Thursday, October 11, 2012

Boo Bites (Paleo / GAPS Diet Halloween Treats)

These little guys came to me in a moment of inspiration. I was already mixing up a batch of coconut manna and honey, with a pinch of sea salt. My copy of the GAPS book suggests that patients with blood sugar regulation issues might benefit from taking a combo of coconut oil and honey between meals, and I think that in my youngest daughter's case, having this combo around every other day or so has helped to keep her calories up and her blood sugar from crashing.

I was mixing the stuff up when I thought to myself how like playdough its consistency was. All of a sudden I knew what I could do; I rolled the "dough" into little balls, flattened the balls, and then pinched out little wispy ghost feet. Two miniature allergen-friendly chocolate chips for eyes and a raisin for a mouth going, "OoooOooooo!" and my Boo Bites were born. My 5 year old gets a huge kick out of these and likes to make ghost noises when she is talking about them. While I think they would be cute in lunches, they do require a certain amount of cold, so it would have to be in a lunchbox containing an ice pack, or one kept in the fridge.

This is a great, safe kitchen project for kids to help! The ghosts don't have to look perfect, and the decoration of the eyes and mouths will definitely keep your little ones busy.

While GAPS keeps sugar absolutely out of the diet (and thus mini chocolate chips with sugar are a no-go), you could easily cut a raisin into two smaller pieces for the eyes, making the treat consist of coconut manna, honey, sea salt, raisins, and if desired, GAPS-legal vanilla.

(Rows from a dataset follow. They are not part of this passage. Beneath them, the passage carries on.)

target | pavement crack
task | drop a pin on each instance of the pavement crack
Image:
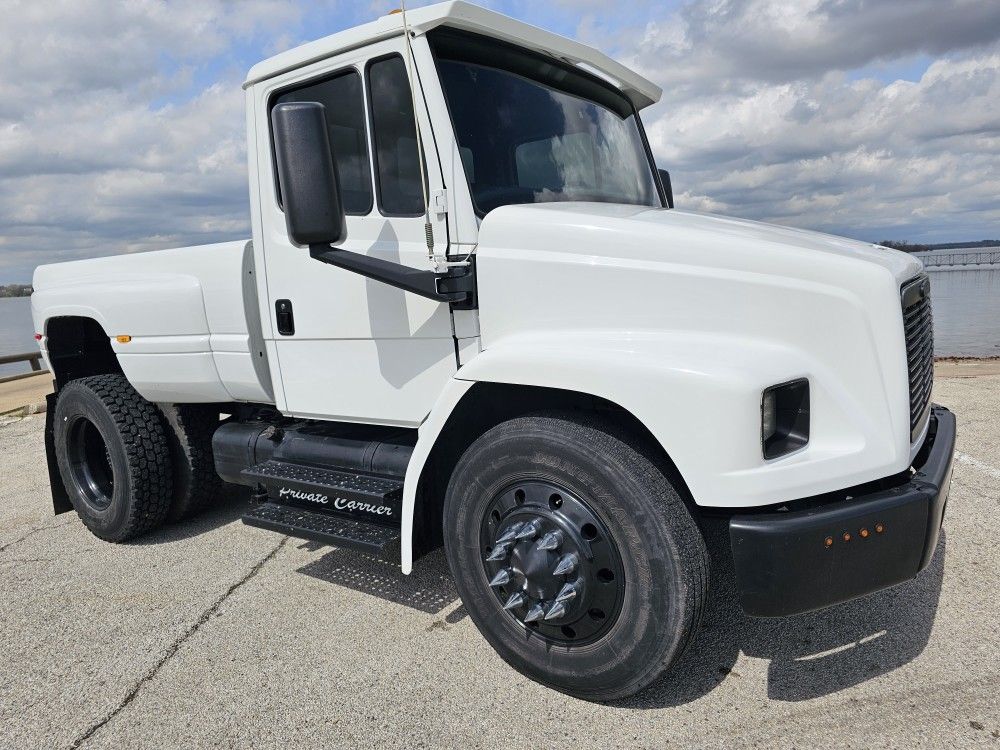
(176, 646)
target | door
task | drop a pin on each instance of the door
(361, 350)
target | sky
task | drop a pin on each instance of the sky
(122, 124)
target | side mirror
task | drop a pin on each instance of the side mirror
(665, 181)
(307, 174)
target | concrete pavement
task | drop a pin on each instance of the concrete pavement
(213, 634)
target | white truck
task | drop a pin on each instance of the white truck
(469, 315)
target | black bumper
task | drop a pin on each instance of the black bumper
(800, 560)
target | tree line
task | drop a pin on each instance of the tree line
(913, 247)
(15, 290)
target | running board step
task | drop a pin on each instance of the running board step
(324, 528)
(362, 497)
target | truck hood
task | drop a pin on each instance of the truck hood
(183, 291)
(674, 235)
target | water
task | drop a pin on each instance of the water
(966, 316)
(966, 309)
(16, 333)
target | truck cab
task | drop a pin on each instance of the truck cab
(470, 315)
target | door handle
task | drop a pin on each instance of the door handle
(285, 317)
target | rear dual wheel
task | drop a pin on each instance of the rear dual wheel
(128, 464)
(574, 555)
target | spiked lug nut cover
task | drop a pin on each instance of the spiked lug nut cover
(535, 613)
(552, 540)
(499, 553)
(529, 530)
(515, 600)
(502, 578)
(566, 565)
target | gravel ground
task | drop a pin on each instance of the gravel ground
(213, 634)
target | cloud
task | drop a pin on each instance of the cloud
(121, 123)
(770, 111)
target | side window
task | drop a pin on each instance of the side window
(345, 118)
(397, 170)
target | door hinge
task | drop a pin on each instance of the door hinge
(439, 202)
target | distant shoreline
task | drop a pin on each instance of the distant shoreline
(10, 291)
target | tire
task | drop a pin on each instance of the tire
(648, 568)
(113, 457)
(189, 432)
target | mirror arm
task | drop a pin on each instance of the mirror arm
(457, 285)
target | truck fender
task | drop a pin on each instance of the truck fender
(697, 393)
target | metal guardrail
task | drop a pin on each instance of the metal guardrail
(989, 256)
(35, 358)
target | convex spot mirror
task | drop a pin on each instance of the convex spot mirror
(667, 189)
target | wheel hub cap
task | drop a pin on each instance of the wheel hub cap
(551, 562)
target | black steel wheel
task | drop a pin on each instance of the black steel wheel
(552, 562)
(113, 456)
(574, 554)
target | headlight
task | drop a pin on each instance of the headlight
(784, 418)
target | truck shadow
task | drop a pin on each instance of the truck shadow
(811, 655)
(225, 508)
(429, 588)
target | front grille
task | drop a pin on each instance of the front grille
(918, 325)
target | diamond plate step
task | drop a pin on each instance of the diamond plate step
(324, 528)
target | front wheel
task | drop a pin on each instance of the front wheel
(574, 555)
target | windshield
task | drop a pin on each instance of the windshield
(532, 131)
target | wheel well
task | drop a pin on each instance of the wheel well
(79, 347)
(486, 405)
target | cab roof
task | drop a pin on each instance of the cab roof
(458, 14)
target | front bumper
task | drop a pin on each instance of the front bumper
(795, 561)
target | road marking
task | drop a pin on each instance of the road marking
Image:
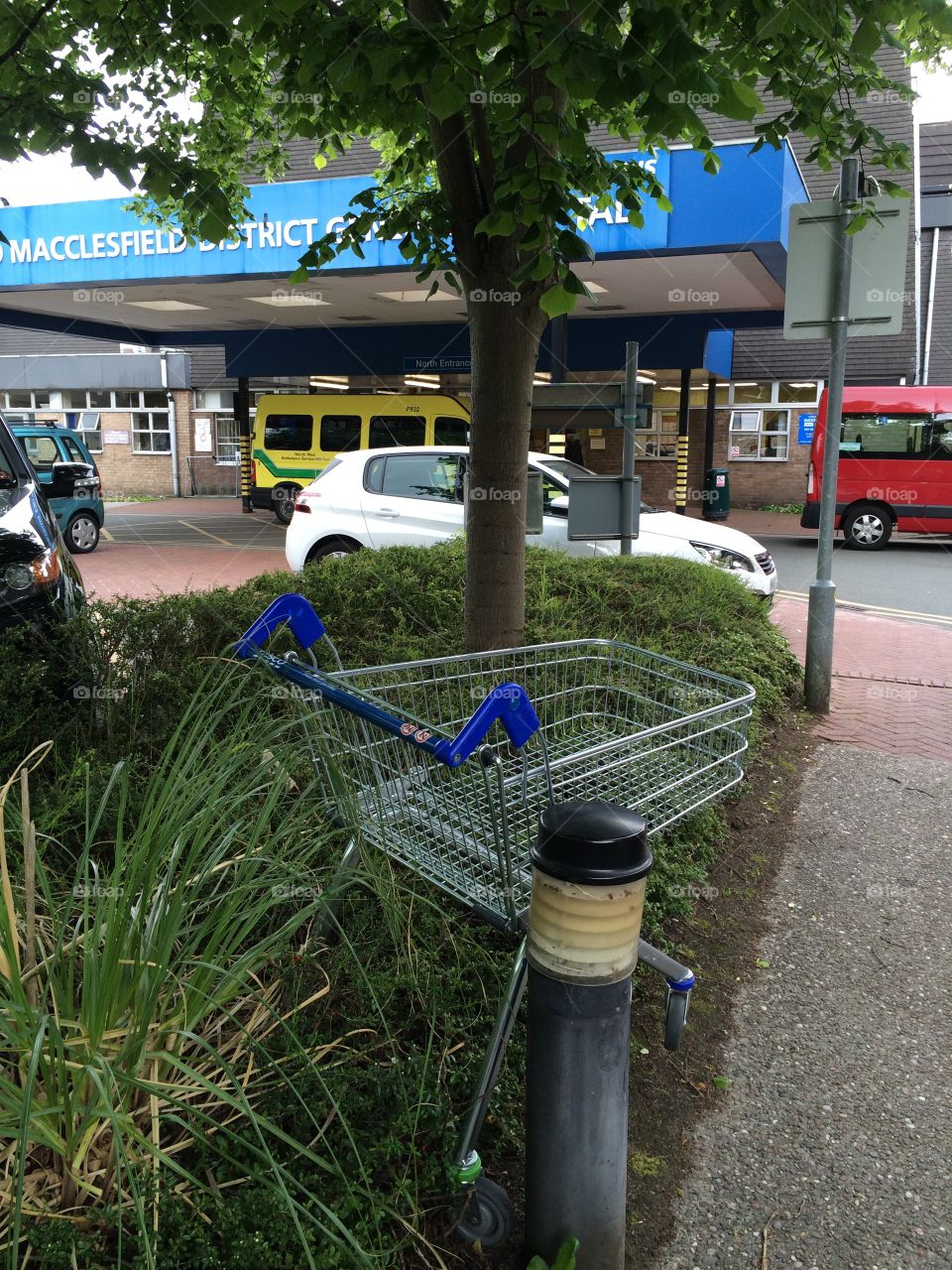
(876, 610)
(213, 536)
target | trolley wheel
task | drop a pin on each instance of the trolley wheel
(285, 498)
(675, 1017)
(488, 1215)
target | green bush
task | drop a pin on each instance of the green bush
(414, 983)
(116, 683)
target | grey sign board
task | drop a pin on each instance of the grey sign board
(878, 291)
(595, 508)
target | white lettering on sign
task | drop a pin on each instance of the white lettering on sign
(252, 235)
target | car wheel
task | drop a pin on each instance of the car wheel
(285, 498)
(331, 549)
(81, 534)
(867, 527)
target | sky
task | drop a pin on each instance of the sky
(53, 178)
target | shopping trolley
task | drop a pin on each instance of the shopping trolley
(445, 766)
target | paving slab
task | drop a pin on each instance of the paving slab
(830, 1150)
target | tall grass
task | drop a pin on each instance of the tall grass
(140, 992)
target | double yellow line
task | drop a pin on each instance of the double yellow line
(876, 610)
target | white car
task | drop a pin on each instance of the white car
(413, 497)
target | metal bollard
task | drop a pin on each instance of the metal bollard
(588, 890)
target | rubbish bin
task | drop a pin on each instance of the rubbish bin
(717, 494)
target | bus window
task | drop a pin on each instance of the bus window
(340, 432)
(885, 436)
(942, 436)
(449, 431)
(397, 430)
(289, 432)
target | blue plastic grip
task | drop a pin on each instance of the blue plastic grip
(511, 705)
(293, 608)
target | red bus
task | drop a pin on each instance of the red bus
(895, 465)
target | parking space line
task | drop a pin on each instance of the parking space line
(213, 536)
(874, 610)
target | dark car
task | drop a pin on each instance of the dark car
(40, 581)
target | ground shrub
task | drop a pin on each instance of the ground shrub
(414, 980)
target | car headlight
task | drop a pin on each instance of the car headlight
(42, 572)
(18, 576)
(724, 558)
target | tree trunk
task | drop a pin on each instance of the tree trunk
(504, 339)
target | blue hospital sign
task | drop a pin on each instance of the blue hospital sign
(805, 429)
(102, 240)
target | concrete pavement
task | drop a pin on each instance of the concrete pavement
(830, 1148)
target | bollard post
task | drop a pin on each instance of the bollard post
(590, 866)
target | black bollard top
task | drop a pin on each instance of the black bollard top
(592, 843)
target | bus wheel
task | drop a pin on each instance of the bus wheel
(285, 497)
(867, 527)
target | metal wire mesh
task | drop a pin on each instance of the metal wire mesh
(619, 724)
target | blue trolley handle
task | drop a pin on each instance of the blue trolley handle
(293, 608)
(508, 702)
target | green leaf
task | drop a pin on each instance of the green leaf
(866, 39)
(445, 100)
(565, 1257)
(557, 300)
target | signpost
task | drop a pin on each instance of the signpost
(839, 286)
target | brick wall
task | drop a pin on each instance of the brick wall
(753, 483)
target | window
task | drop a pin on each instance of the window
(42, 452)
(660, 439)
(752, 393)
(150, 432)
(448, 431)
(289, 432)
(91, 430)
(760, 435)
(885, 436)
(430, 476)
(340, 432)
(806, 391)
(397, 430)
(942, 436)
(73, 454)
(226, 440)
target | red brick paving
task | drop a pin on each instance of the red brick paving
(144, 572)
(892, 681)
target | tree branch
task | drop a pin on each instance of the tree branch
(28, 31)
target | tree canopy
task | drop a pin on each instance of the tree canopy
(484, 114)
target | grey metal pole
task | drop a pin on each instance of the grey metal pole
(590, 869)
(823, 592)
(680, 479)
(243, 417)
(629, 423)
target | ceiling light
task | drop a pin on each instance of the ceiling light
(166, 307)
(414, 298)
(289, 300)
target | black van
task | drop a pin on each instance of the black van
(39, 578)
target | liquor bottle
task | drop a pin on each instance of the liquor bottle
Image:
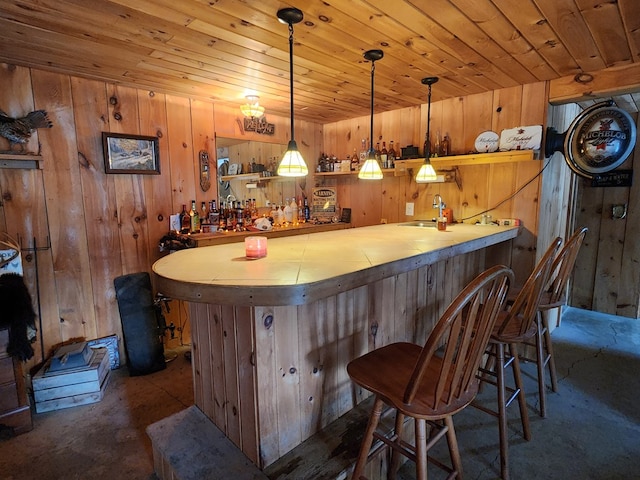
(195, 218)
(363, 152)
(222, 218)
(279, 215)
(391, 159)
(288, 213)
(214, 214)
(230, 215)
(239, 224)
(185, 220)
(301, 217)
(306, 210)
(445, 146)
(384, 156)
(294, 211)
(204, 216)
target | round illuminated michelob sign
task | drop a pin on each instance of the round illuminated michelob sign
(599, 140)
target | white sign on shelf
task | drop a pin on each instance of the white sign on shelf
(521, 138)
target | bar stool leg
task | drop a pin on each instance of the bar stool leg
(395, 455)
(367, 441)
(421, 448)
(522, 400)
(549, 348)
(454, 451)
(502, 413)
(541, 366)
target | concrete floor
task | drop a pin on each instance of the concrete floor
(592, 430)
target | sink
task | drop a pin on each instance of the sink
(419, 223)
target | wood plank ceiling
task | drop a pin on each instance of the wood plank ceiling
(222, 50)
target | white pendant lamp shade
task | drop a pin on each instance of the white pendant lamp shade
(371, 168)
(426, 173)
(292, 163)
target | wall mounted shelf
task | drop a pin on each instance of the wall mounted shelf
(15, 160)
(253, 177)
(336, 174)
(465, 160)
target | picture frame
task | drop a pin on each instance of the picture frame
(130, 154)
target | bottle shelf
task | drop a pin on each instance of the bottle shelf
(451, 161)
(335, 174)
(256, 177)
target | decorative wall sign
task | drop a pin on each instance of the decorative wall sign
(259, 125)
(487, 142)
(617, 178)
(521, 138)
(598, 140)
(125, 153)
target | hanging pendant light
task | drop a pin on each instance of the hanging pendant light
(252, 108)
(292, 163)
(371, 168)
(427, 173)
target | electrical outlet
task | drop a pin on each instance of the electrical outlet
(408, 209)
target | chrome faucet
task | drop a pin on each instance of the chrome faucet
(439, 204)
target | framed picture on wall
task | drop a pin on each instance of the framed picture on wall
(124, 153)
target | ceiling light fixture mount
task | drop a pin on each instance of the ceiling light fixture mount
(252, 108)
(292, 163)
(371, 168)
(427, 173)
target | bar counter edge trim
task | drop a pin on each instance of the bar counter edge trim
(304, 293)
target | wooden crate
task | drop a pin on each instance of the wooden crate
(72, 387)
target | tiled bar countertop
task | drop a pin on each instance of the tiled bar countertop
(304, 268)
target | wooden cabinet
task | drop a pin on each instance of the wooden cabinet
(15, 412)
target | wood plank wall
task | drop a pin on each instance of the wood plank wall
(485, 188)
(94, 227)
(90, 227)
(607, 278)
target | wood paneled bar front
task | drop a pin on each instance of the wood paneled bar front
(271, 337)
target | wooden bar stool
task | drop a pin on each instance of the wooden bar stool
(515, 325)
(430, 383)
(553, 296)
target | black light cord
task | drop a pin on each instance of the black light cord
(371, 153)
(522, 187)
(291, 74)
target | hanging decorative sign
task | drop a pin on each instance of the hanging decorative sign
(259, 125)
(487, 142)
(598, 140)
(521, 138)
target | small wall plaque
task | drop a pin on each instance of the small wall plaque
(617, 178)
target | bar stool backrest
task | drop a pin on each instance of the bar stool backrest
(518, 320)
(562, 268)
(460, 338)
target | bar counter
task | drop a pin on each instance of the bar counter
(271, 337)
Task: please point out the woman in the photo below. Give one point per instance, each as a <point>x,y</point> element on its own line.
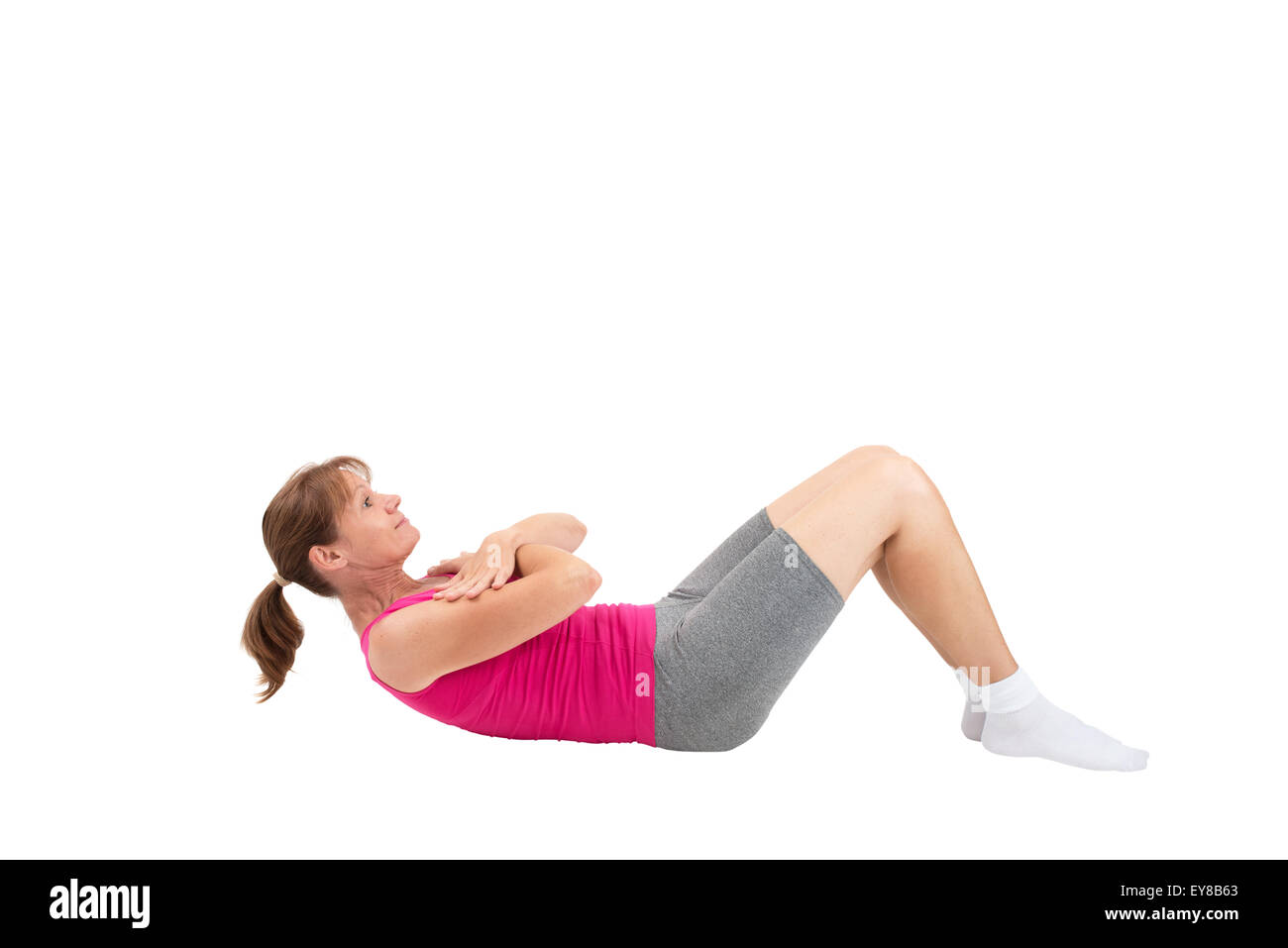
<point>501,642</point>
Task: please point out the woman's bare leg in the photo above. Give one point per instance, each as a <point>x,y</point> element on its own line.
<point>885,511</point>
<point>810,488</point>
<point>889,510</point>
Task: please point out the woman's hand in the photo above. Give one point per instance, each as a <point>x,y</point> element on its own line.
<point>489,567</point>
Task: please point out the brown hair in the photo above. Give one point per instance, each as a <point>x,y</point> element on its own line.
<point>305,513</point>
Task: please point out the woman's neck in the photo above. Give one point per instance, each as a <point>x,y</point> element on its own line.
<point>365,605</point>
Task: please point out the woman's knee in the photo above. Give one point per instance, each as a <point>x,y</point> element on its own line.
<point>868,453</point>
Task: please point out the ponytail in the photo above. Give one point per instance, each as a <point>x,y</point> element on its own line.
<point>270,636</point>
<point>305,513</point>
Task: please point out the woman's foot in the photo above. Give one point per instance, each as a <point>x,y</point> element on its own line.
<point>1041,729</point>
<point>1014,719</point>
<point>973,720</point>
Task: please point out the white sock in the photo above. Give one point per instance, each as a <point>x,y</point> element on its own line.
<point>973,715</point>
<point>1019,721</point>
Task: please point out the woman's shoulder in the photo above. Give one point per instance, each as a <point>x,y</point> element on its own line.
<point>391,643</point>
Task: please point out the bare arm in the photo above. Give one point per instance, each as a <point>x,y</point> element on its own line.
<point>430,639</point>
<point>553,530</point>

Presto! Totally GAPS compliant. Another option for the eyes could be a couple of unsweetened cacao nibs.

Boo Bites
Makes 6

  • 1/2 cup coconut manna, slightly warm and soft*
  • 3-4 tablespoons honey (adjust to your sweetness preference, buy locally or find a good quality one online)
  • Pinch sea salt
  • 1/2 tsp. vanilla extract (Rodelle is one gluten free, junk free option)
  • Raisins, for decoration
  • Mini chocolate chips, appropriate to your dietary needs (I like the allergen-free Enjoy Life chips)
  • A tray or dish lined with parchment paper or wax paper, the right size to fit into your freezer

*One way to soften your coconut manna is to put about 1" of hot water in a larger bowl, and then place a smaller bowl containing the coconut manna into the larger bowl, double-boiler style. After about 10 minutes the coconut manna should be nicely malleable. Remember that coconut manna consistency varies from brand to brand and even jar to jar - you are going for a play-doh style consistency, so if it seems too runny, add more manna. Not runny enough? A little more honey, or even a little added coconut oil.


Stir together all ingredients except for the raisins and chocolate chips. See above notes on consistency; once you have achieved a nice doughy consistency, roll a chunk of mix into the size of a large marble. Flatten the ball, and then use your fingertips to "pinch out" some ghost feet. Place the ghost on the parchment paper. Repeat with the rest of the coconut "dough" until all the ghosts are made. Decorate the ghosts with the chocolate chips for eyes and the raisins for mouths. Place the dish into the freezer to allow them to set. Serve chilled.

This post is participating in Stacy and Matt's annual Paleo Parents Halloween Recipe Roundup.